These experiments focus on the neurobiological mediators of motivation to seek offspring versus cocaine during the postpartum period, a unique period in the life of the female, critical for the survival of her offspring. A foremost goal of my preclinical model is to explore the neural circuitry and neurochemistry supporting motivational responses in the postpartum female rat. I posit that these behavioral and neurobiological data will provide information that usefully generalizes to processes related to the human condition.

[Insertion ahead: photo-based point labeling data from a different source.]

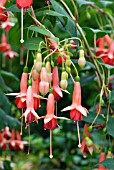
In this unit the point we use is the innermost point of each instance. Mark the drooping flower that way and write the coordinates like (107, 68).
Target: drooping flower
(10, 54)
(105, 53)
(50, 120)
(56, 89)
(35, 88)
(76, 109)
(7, 25)
(30, 114)
(23, 4)
(4, 46)
(21, 96)
(86, 145)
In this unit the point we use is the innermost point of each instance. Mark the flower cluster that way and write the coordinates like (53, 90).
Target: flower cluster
(105, 49)
(5, 24)
(11, 139)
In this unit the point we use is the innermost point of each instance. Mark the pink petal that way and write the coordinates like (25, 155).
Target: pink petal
(82, 110)
(68, 108)
(58, 90)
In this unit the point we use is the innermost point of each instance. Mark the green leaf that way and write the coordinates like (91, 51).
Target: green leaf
(13, 8)
(83, 2)
(6, 120)
(91, 116)
(110, 126)
(33, 43)
(3, 86)
(40, 29)
(11, 80)
(4, 102)
(90, 33)
(6, 165)
(55, 39)
(108, 163)
(49, 12)
(70, 26)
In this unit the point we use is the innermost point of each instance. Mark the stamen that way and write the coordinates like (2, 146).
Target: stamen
(29, 140)
(22, 40)
(79, 145)
(51, 154)
(3, 61)
(21, 131)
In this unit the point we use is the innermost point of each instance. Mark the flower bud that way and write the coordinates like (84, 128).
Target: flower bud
(34, 74)
(44, 87)
(88, 141)
(68, 69)
(63, 84)
(68, 62)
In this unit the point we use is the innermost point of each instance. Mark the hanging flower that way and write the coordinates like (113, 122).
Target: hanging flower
(23, 4)
(30, 114)
(87, 144)
(10, 54)
(76, 110)
(7, 25)
(56, 89)
(35, 88)
(4, 46)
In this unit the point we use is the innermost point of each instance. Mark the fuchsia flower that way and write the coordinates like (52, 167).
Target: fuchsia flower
(86, 145)
(56, 89)
(24, 3)
(30, 114)
(35, 88)
(107, 54)
(10, 54)
(21, 97)
(50, 120)
(4, 46)
(76, 110)
(7, 25)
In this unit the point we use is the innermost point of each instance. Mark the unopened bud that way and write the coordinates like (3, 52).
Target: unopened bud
(63, 84)
(81, 62)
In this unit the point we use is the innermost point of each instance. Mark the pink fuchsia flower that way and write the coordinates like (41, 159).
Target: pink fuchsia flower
(30, 114)
(10, 54)
(106, 54)
(76, 109)
(7, 25)
(50, 120)
(56, 89)
(2, 141)
(19, 143)
(3, 15)
(4, 46)
(24, 3)
(35, 88)
(86, 140)
(21, 96)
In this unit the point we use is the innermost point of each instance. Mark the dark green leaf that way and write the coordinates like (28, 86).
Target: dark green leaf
(108, 163)
(110, 126)
(49, 12)
(33, 43)
(6, 120)
(7, 165)
(70, 26)
(4, 102)
(82, 2)
(13, 8)
(91, 116)
(40, 29)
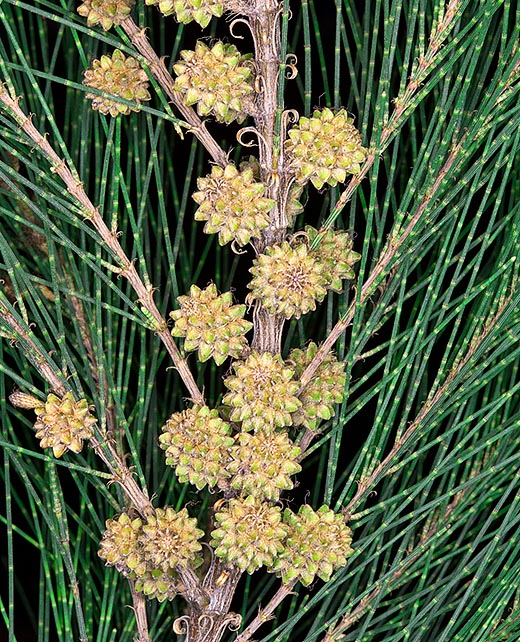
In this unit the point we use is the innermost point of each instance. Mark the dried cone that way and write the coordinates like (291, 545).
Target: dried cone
(326, 388)
(170, 539)
(317, 544)
(218, 79)
(233, 204)
(120, 76)
(211, 324)
(334, 253)
(120, 547)
(324, 148)
(107, 13)
(187, 10)
(63, 424)
(156, 584)
(249, 534)
(197, 444)
(261, 392)
(287, 280)
(262, 464)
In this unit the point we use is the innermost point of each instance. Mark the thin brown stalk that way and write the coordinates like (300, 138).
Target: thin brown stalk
(265, 614)
(442, 393)
(163, 77)
(126, 268)
(381, 269)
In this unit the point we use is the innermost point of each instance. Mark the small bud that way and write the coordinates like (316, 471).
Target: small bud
(107, 13)
(287, 280)
(233, 204)
(218, 79)
(262, 392)
(249, 534)
(21, 399)
(118, 75)
(324, 148)
(317, 543)
(211, 324)
(63, 424)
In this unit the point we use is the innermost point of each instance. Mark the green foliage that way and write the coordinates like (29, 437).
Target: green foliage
(422, 456)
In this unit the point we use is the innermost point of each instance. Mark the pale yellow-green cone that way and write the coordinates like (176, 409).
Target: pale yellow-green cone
(120, 76)
(262, 464)
(197, 445)
(186, 11)
(335, 255)
(63, 424)
(325, 148)
(107, 13)
(169, 539)
(261, 392)
(249, 533)
(211, 324)
(287, 281)
(159, 585)
(317, 543)
(120, 546)
(325, 389)
(218, 79)
(233, 204)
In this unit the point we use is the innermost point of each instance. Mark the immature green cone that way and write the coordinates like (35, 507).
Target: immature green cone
(249, 534)
(187, 10)
(63, 424)
(156, 584)
(287, 280)
(317, 544)
(262, 392)
(120, 545)
(218, 79)
(169, 539)
(335, 254)
(326, 388)
(262, 464)
(120, 76)
(233, 204)
(107, 13)
(211, 324)
(197, 444)
(325, 148)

These experiments will use conditioned place preference (CPP) as a measure of stimulus seeking because CPP does not require the presence of the stimulus during motivation testing, so the neural substrates active exclusively during seeking of the stimulus can be targeted.
Specific Aim Revealing the network of neurons and their neurotransmitters necessary for the choice of pup-associated versus cocaine-associated environments. A. Is the medial preoptic area (mPOA) necessary to determining the choice of environments associated with pups versus cocaine presented in a dual choice paradigm? I will test this using neuroanatomical site specific and transient inactivation (with bupivacaine a local anesthetic) of the mPOA during CPP test. B. Which additional components of the circuit are necessary to determining the choice of environments associated with pups versus cocaine presented in a dual choice paradigm? I will using methods used in the experiments in A, test the hypothesis that the ventral tegmental area, nucleus accumbens and the medial prefrontal cortex are necessary to the manifestation of CPP for either pup or cocaine-associated environments. C. What is the causal contribution of dopamine and glutamate mediated neurotransmission within key components of the neural circuit necessary for the choice of environments associated with pups versus cocaine? I will inject dopaminergic or glutametergic antagonists via site specifically directed cannulae into limited regions of this circuit at CPP test. It is likely that the incentive value and choice to seek each individual stimulus is established in a distributed neural network that underlies the components of motivated response, and that neuronal activation in this network is state-dependent, and that the postpartum state is a unique one that must be studied specifically. I posit that the different stimuli (pups versus cocaine) may recruit certain components of this network more strongly than others, providing a likely mechanism explaining why an individual attributes different incentive values to different stimuli. Exploring the specific circuitry mediating the choice between the two particular stimuli in my paradigm is likely to reveal neural substrate particular to this highly state dependent and functionally incompatible set of choices, seeking and caring for offspring or seeking cocaine.
Motivational forces at work in parents cause them to initiate care for their offspring. This is a vertebrate wide phenomena but strong motivation to seek and care for offspring is particularly common in mammals, including humans. However, a parent's world is full of choices. One choice that faces parents is the use of cocaine, which can have devastating consequences on parenting. These experiments examine how the motivation to seek cocaine might hijack the motivation to care for offspring using a well established laboratory model, the postpartum rat. Both the behavior of the rat, using a well established tool to measure motivation, the conditioned place preference procedure, and the brain structures that mediate choice behaviors will be endpoints of these experiments. These experiments will examine the behavioral neurobiology of a preclinical model which we fully expect will uncover principles of function that will generalize informatively to the human condition.